# Through hull ducer...?



## The_Hillbilly (Jun 28, 2014)

Okay guys looking for a logical explanation. From what I understand thru Hall transducers are worth their weight in gold. Why do I never hear of guys putting thru Hall transducers in an aluminum boat? It is my understanding that they make both brass and plastic fittings to get this job done however I do understand you would have to cut a hole in your boat. Just looking for the logical explanation other than the obvious not cutting a hole into your high dollar aluminum rig.


----------



## elkhtr (Oct 23, 2006)

What I have been told is, the density of aluminum prevents the sonar signal from going through it.


----------



## eye-man (Aug 8, 2010)

I may be wrong on this but I believe the aluminum is to thin to provide adequate support around the opening. As you crash off of waves the hull will flex and possibly break the seal. With the laminated construction of fiber glass the hulls are usually 1"+ and do not flex as readily. I personally think the only benefit to a thru-hull would be on an inboard as the prop wash interferes with a skimmer type ducer.
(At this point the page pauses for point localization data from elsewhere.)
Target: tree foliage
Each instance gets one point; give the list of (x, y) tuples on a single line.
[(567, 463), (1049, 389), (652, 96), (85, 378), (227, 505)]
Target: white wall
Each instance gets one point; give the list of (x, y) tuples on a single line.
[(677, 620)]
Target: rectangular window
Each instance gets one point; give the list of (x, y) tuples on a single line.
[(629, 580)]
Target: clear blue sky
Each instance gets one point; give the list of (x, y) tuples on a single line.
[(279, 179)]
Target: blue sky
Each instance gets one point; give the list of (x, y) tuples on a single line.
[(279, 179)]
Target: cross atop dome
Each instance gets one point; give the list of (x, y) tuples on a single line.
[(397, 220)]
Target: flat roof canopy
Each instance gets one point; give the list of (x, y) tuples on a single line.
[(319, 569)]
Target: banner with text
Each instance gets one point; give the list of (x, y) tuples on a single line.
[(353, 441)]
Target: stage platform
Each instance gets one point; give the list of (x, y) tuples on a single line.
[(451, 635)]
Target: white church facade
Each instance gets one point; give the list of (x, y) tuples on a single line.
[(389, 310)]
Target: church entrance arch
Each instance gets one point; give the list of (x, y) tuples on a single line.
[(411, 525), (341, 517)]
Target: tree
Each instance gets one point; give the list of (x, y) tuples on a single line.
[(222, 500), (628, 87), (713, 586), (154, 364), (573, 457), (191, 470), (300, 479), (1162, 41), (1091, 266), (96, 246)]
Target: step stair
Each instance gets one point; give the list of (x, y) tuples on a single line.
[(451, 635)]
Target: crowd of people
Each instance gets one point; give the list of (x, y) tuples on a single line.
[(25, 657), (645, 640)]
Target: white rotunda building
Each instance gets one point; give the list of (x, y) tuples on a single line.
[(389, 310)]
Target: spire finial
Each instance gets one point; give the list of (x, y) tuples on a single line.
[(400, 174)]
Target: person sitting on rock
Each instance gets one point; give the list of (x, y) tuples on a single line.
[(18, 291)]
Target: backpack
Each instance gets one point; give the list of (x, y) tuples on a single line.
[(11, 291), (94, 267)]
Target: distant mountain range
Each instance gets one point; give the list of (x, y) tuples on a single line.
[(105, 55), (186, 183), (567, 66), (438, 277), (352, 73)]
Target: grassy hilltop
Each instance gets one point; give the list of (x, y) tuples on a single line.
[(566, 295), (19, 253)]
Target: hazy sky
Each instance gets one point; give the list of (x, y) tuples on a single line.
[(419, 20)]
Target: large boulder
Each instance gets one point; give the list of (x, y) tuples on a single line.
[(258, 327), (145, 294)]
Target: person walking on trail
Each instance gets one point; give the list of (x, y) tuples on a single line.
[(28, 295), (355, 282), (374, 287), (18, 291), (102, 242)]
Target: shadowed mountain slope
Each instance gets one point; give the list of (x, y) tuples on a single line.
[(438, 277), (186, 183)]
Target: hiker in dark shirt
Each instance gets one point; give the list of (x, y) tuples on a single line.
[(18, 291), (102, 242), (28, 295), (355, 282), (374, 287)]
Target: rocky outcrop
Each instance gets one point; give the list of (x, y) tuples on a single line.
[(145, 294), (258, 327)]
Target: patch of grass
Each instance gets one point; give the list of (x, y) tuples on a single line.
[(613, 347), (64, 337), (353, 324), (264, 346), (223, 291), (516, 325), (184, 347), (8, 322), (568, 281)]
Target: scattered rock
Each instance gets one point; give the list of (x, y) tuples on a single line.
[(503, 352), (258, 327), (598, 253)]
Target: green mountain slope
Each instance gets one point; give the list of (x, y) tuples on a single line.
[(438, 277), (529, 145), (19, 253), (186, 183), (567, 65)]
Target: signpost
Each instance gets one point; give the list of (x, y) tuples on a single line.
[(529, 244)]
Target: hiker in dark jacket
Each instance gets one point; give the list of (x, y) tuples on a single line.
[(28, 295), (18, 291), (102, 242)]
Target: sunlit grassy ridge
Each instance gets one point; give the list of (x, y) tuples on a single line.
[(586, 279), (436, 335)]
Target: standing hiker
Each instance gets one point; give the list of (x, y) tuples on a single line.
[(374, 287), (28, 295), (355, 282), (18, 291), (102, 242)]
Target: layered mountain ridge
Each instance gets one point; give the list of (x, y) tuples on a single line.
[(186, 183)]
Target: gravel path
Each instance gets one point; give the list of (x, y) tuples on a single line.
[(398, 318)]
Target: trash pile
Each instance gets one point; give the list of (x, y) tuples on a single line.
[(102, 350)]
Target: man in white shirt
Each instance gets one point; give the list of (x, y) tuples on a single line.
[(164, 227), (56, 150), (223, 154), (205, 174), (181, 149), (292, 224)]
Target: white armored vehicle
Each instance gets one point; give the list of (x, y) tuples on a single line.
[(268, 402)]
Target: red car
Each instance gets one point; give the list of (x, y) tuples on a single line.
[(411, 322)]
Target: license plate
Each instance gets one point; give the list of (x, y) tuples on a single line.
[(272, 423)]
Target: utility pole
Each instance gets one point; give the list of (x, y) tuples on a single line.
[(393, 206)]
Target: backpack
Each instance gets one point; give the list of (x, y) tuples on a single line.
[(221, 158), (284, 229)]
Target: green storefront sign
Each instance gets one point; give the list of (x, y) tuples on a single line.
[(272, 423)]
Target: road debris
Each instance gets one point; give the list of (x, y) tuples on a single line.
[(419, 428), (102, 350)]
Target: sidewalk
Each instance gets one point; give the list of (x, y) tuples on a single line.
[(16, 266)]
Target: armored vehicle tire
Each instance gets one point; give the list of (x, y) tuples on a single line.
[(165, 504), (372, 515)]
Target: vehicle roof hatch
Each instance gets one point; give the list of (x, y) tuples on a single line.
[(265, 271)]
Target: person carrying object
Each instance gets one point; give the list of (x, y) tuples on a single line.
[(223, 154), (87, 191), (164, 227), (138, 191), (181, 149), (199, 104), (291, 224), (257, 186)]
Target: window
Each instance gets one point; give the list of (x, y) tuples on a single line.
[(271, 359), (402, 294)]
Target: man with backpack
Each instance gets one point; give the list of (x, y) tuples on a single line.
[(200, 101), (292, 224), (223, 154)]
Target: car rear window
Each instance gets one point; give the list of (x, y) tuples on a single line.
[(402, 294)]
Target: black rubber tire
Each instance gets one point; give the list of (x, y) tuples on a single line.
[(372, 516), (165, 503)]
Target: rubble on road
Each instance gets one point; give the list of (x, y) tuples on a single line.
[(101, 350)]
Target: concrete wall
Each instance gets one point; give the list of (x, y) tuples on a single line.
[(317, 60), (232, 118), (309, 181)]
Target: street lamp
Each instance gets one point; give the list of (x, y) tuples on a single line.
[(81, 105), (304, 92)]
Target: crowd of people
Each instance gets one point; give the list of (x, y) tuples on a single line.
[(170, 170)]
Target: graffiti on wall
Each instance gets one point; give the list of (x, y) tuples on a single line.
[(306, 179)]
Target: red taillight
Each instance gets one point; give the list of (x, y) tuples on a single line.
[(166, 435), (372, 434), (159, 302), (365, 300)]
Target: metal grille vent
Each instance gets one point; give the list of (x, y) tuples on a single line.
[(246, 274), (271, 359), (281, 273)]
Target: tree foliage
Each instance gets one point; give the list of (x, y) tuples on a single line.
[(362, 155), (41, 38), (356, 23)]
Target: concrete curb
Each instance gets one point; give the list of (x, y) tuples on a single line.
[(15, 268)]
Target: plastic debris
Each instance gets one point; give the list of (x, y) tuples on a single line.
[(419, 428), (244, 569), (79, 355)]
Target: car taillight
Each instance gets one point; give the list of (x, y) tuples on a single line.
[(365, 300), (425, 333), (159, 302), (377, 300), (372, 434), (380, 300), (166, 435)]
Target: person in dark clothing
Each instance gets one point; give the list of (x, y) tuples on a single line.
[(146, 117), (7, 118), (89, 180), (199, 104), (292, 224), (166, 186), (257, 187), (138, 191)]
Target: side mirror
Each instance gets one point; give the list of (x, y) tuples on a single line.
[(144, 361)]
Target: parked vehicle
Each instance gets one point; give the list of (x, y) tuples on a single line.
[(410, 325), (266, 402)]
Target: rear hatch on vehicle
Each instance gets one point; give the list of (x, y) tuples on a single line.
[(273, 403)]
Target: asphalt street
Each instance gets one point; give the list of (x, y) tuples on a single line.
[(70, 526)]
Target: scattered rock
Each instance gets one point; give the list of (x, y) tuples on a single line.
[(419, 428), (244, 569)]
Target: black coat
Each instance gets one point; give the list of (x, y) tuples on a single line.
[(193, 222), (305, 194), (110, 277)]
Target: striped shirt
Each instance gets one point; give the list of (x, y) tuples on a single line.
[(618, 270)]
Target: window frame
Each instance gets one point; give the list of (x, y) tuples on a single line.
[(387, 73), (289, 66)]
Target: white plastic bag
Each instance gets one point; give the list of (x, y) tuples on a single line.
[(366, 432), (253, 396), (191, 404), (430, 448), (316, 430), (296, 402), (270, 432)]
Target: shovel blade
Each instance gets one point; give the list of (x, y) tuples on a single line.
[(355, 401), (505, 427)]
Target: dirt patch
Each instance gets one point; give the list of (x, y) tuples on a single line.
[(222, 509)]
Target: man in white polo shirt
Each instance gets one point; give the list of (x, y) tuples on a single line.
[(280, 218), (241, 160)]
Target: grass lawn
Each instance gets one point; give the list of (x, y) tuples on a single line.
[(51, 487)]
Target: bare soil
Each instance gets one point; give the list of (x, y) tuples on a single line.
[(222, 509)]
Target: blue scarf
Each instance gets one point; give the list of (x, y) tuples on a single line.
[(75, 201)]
The bonus is in the fact that thru-hulls are aftermarket and therefore usually of a higher quality. If you bought an aftermarket skimmer and mounted it properly you could probably get similar results. There are people on here with more knowledge than me and maybe they have better info. But that is my two-cents.


----------



## Nauti cat (Nov 30, 2009)

Two of my friends have Marinetts alum both have thru hull my understanding is for alum stainless steel is what is used. I know the one boat has faring blocks.


----------



## backfar (Sep 24, 2014)

X2 on the hull thickness...marinette boats have much thicker hulls than most of the fishing rigs.....have to be careful of corrosion with the brass touching aluminum


----------